Not very much is clear yet but a few things seem to be true:
The lines that determine what is tasteful and what is tone deaf are different for every brand and every situation.
A lot will come down to how relevant your products and services are to your customers and prospects right now. Harry touched on this in Post 1: The Clumsy Art of Being Busy In a God-Damn Pandemic.
We’ll explore it further.
The lines are different for different people.
One person’s helpful is another person’s profiteering.
There is no one approach that will be right for everyone. And to make it even tougher:
The lines are moving all the time.
Just as the COVID-19 situation itself changes every day, the things that seem appropriate and relevant one day may feel crass or self-serving the next.
There are two main kinds of risk.
The risk of selling too hard or appearing to be exploiting the crisis for gain is very real. Trigger this response and it will stay with people, damaging your brand—perhaps rightly— for a long time.
Then there’s the risk of ignoring the whole situation and pretending it’s business-as-usual. The other bookend in the Shelf of Risk. Also crass and tone deaf.
I was guilty of this when I chose to publish the non-COVID-related blog post that was scheduled to run last Monday (about “sessionizing” your content).
I thought, “Well, we certainly don’t want to leap in and try to tackle the COVID thing so soon.

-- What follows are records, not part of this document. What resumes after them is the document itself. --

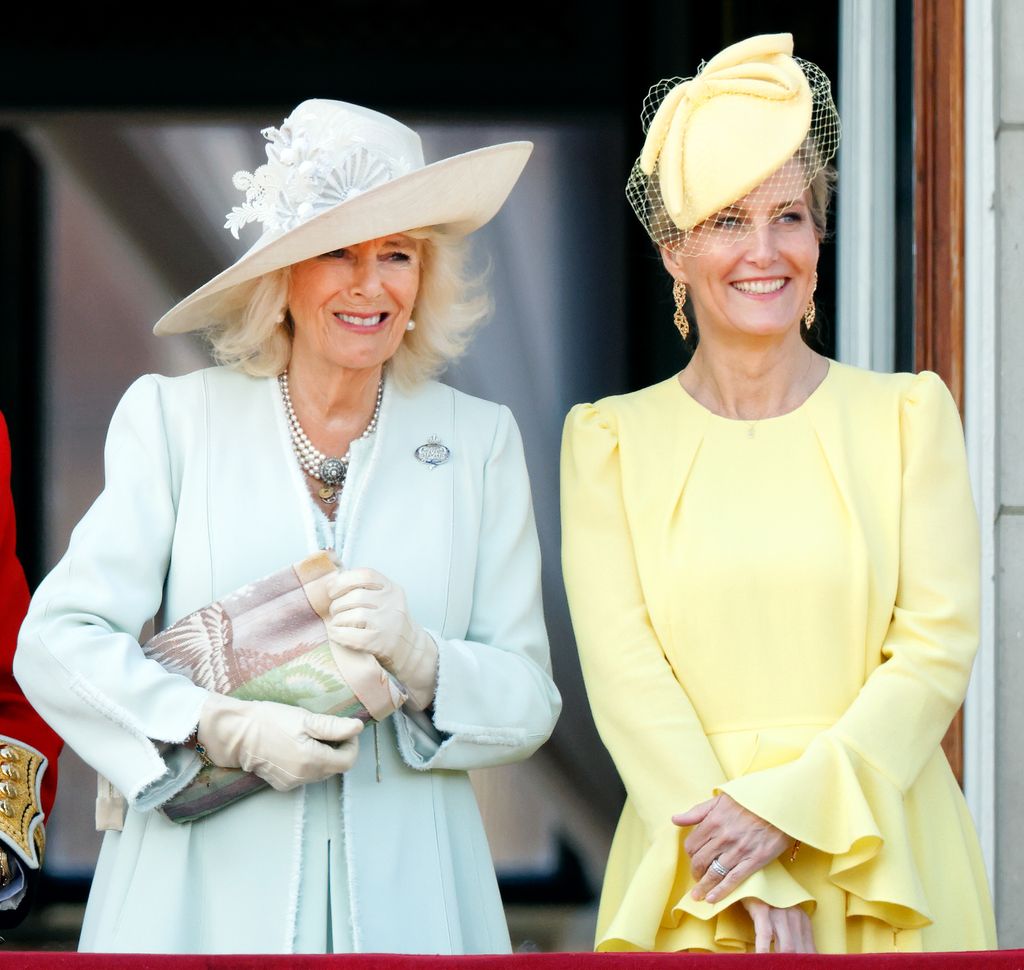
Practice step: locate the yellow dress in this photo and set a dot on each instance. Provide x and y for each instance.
(785, 610)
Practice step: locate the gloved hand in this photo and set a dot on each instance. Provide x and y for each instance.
(284, 745)
(369, 613)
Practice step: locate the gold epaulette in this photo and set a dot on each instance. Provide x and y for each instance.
(22, 769)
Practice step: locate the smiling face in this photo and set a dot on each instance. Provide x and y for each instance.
(350, 306)
(758, 277)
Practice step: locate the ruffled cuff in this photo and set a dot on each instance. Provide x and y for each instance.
(685, 923)
(834, 800)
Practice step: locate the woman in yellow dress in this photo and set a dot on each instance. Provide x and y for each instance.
(772, 566)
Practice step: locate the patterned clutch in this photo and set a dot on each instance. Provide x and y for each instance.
(267, 641)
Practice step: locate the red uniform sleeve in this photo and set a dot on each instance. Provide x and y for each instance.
(17, 719)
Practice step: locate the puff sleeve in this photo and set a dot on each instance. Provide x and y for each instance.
(852, 777)
(496, 700)
(645, 718)
(79, 660)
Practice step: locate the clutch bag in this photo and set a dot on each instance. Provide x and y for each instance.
(267, 641)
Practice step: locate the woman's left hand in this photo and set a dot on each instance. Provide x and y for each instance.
(740, 841)
(369, 613)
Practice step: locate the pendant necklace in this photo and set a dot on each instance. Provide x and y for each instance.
(329, 471)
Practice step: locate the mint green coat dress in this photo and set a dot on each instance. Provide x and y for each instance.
(203, 495)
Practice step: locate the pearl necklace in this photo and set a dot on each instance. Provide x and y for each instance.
(331, 471)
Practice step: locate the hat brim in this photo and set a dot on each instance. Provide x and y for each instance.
(455, 196)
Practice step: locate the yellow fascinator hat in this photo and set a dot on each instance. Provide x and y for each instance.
(716, 136)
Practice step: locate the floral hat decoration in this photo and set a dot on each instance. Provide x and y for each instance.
(738, 123)
(338, 174)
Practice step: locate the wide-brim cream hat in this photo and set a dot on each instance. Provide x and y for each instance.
(338, 174)
(713, 138)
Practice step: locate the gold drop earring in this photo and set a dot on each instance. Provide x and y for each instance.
(679, 318)
(810, 311)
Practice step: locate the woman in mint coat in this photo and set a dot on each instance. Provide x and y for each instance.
(227, 474)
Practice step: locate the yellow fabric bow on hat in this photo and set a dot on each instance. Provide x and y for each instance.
(718, 135)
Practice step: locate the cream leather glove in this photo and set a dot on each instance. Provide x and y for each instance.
(369, 613)
(284, 745)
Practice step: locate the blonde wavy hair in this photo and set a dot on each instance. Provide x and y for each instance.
(450, 305)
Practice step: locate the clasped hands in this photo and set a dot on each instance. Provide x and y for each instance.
(289, 746)
(742, 843)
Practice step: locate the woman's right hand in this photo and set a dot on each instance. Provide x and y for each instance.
(788, 928)
(286, 746)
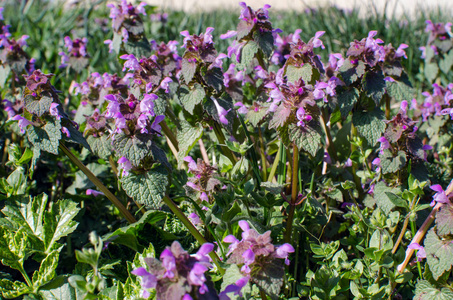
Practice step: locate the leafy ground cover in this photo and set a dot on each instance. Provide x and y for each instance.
(270, 156)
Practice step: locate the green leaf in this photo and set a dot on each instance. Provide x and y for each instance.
(439, 254)
(351, 73)
(370, 124)
(14, 289)
(127, 235)
(295, 73)
(187, 137)
(148, 188)
(390, 164)
(46, 271)
(347, 98)
(431, 70)
(13, 246)
(400, 90)
(233, 274)
(248, 53)
(38, 107)
(101, 146)
(134, 148)
(45, 138)
(58, 222)
(425, 291)
(307, 138)
(446, 63)
(270, 277)
(192, 97)
(374, 86)
(382, 199)
(444, 220)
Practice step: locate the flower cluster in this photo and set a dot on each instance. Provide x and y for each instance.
(177, 275)
(203, 181)
(255, 252)
(76, 53)
(126, 21)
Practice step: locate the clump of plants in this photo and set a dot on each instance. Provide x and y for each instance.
(263, 172)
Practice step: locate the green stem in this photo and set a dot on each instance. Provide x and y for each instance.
(196, 234)
(294, 194)
(129, 217)
(275, 164)
(422, 231)
(221, 138)
(168, 133)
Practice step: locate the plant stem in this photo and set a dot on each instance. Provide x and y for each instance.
(422, 231)
(169, 134)
(196, 234)
(294, 194)
(221, 138)
(275, 164)
(203, 151)
(129, 217)
(263, 155)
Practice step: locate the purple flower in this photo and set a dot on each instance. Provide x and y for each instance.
(125, 165)
(23, 123)
(302, 117)
(283, 252)
(421, 250)
(131, 62)
(147, 104)
(440, 196)
(93, 193)
(222, 112)
(169, 263)
(195, 219)
(149, 281)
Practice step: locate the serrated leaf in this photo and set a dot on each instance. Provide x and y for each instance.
(307, 138)
(265, 41)
(447, 62)
(187, 136)
(400, 90)
(148, 188)
(295, 73)
(382, 199)
(26, 213)
(351, 73)
(127, 235)
(444, 220)
(248, 53)
(374, 86)
(191, 97)
(46, 270)
(346, 100)
(439, 254)
(134, 148)
(390, 164)
(370, 124)
(188, 68)
(431, 70)
(101, 146)
(14, 289)
(425, 291)
(45, 138)
(13, 246)
(58, 222)
(38, 107)
(214, 78)
(270, 277)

And we do aim to post every Monday, so… publish.”
I didn’t think it through. The moment I shared it on LinkedIn, I felt awkward as hell. As if I didn’t even know that the sky was falling. Or was pretending it didn’t matter.
Clearly, (I hope), this end of the risk spectrum is more forgivable than the other extreme. We didn’t show that we’re venal, we just showed that we can be deer-in-headlights dumb. (Guilty. Won’t be the last time.)

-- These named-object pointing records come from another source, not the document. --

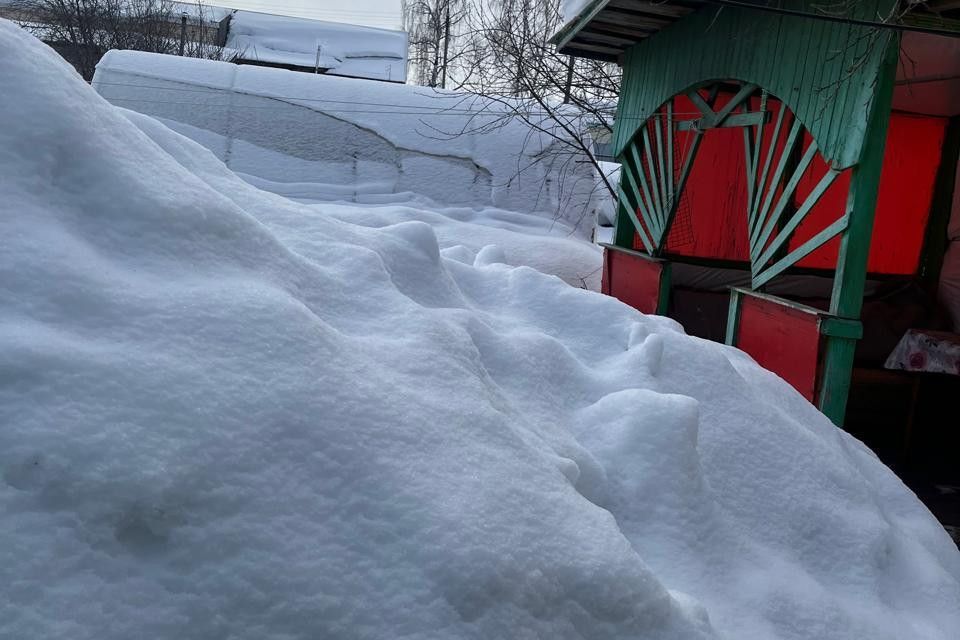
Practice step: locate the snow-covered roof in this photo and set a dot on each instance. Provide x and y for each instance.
(200, 11)
(341, 49)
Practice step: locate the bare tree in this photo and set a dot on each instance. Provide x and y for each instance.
(83, 30)
(436, 46)
(510, 63)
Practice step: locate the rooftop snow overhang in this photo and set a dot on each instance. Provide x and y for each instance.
(605, 29)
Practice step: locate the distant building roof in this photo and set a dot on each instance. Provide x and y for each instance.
(302, 44)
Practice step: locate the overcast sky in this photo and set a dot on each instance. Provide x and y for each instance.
(373, 13)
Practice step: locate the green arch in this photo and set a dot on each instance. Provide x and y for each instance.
(825, 72)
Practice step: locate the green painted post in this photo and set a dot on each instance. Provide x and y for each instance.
(666, 284)
(623, 229)
(851, 275)
(733, 318)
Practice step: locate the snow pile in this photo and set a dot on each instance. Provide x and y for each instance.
(226, 414)
(318, 137)
(343, 49)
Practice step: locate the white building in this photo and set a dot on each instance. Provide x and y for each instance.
(316, 46)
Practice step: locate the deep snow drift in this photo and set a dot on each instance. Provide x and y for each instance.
(226, 414)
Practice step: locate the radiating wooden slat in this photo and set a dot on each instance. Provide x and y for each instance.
(658, 205)
(661, 160)
(758, 139)
(655, 223)
(630, 169)
(670, 166)
(631, 214)
(681, 183)
(802, 251)
(784, 234)
(777, 176)
(762, 181)
(785, 198)
(751, 172)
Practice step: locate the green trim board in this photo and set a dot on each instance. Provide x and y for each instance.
(851, 275)
(837, 335)
(936, 240)
(824, 71)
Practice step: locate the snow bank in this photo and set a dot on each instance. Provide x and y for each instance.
(226, 414)
(344, 49)
(290, 128)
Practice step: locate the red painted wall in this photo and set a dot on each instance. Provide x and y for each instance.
(910, 164)
(633, 280)
(712, 221)
(783, 340)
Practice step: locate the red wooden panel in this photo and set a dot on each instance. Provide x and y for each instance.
(711, 221)
(782, 339)
(632, 280)
(910, 164)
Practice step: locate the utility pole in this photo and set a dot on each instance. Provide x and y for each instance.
(446, 48)
(569, 83)
(183, 33)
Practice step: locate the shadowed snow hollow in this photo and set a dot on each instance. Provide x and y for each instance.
(225, 414)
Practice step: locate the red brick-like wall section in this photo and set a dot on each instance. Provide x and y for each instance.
(783, 339)
(632, 279)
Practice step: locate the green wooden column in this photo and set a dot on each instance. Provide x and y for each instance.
(851, 275)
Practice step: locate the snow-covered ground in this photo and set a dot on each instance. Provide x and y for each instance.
(226, 414)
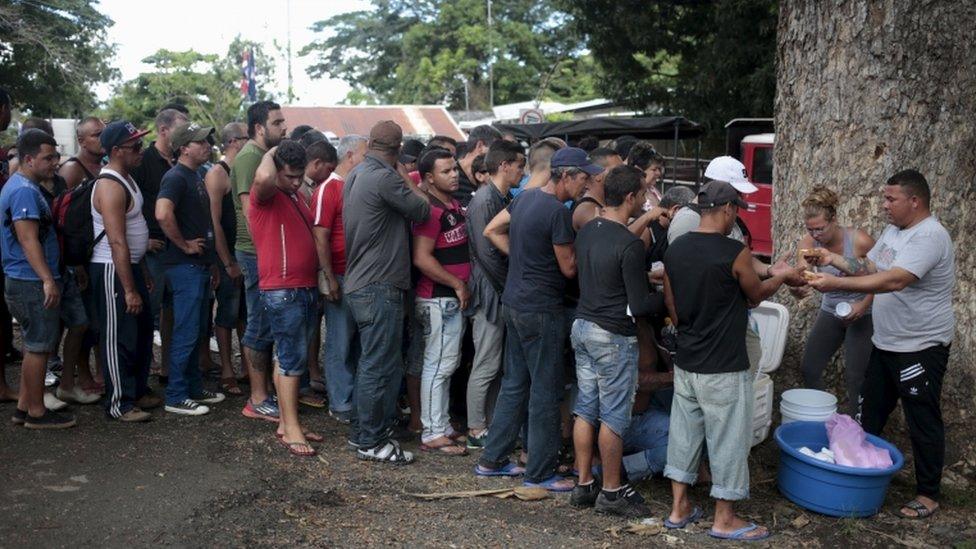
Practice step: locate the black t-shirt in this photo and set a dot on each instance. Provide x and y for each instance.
(610, 263)
(534, 282)
(191, 204)
(711, 308)
(659, 243)
(149, 176)
(466, 188)
(228, 217)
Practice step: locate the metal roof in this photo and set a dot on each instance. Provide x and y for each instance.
(342, 120)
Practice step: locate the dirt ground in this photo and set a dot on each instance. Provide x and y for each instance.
(222, 480)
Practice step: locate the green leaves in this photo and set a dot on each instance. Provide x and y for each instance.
(206, 84)
(426, 51)
(52, 54)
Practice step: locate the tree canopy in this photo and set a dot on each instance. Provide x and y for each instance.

There is no playbook for this.
This is an unprecedented global crisis. There’s no roadmap for marketers or anyone else.
We’re all going to see brands and marketing teams get it wrong (like I did). Sometimes badly wrong (like Gal Gadot and friends may have done).
Here’s my plea: let’s be charitable with each other and give our fellow marketers the benefit of the doubt if at all possible.

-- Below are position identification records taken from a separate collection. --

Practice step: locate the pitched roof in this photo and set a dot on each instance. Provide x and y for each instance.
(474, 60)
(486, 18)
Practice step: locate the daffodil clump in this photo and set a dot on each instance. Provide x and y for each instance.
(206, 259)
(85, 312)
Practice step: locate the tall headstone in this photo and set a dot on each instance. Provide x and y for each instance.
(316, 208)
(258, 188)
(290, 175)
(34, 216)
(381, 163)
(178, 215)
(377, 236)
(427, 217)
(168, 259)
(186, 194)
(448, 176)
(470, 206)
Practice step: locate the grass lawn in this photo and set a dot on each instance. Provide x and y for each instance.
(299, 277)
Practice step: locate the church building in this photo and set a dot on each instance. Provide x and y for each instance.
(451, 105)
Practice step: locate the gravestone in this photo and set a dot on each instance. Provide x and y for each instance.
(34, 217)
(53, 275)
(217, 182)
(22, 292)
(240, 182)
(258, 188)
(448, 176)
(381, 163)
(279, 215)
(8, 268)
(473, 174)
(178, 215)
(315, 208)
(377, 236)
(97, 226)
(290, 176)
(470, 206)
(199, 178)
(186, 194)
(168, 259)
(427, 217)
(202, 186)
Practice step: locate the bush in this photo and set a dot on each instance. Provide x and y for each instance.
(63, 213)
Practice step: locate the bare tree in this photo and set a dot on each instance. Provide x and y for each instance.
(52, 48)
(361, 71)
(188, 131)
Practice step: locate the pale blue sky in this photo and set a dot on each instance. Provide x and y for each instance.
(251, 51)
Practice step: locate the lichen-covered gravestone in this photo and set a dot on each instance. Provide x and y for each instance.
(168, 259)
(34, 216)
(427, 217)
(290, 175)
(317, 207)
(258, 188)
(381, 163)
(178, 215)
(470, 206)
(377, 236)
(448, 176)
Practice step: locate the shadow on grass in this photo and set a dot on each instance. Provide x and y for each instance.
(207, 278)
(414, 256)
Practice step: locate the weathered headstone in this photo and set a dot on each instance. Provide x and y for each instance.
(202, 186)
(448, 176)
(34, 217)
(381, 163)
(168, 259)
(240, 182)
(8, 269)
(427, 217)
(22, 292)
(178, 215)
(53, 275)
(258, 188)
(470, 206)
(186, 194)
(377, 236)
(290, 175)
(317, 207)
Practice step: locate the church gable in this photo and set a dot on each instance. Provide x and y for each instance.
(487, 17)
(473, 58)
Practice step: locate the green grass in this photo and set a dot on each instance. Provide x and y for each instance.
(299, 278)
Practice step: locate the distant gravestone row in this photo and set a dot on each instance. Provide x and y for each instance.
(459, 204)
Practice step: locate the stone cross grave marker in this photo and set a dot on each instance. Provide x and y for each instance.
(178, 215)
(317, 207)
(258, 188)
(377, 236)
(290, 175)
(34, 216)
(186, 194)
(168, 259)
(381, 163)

We’re all scared. We’re all confused. We all want to protect our companies and preserve jobs.
This isn’t an ideal mindset for great decision-making. Add in some distorted cultural and team dynamics and things can come out all wrong even if the intentions are good.
Yes, we can call out when a brand gets it all wrong. That’s how we’ll all learn what right looks like.
But let’s not lynch anyone (in public). Kindness has always been the antidote to divisiveness. Today, every opportunity to choose kindness is too important to squander.
In the coming days and weeks, we plan* to look at some examples of B2B (and consumer) marketing and to try to figure out why some of it is really good, some of it leaves a bad taste and some of it is downright offensive.
We hope you’ll join the conversation. But let’s be nice.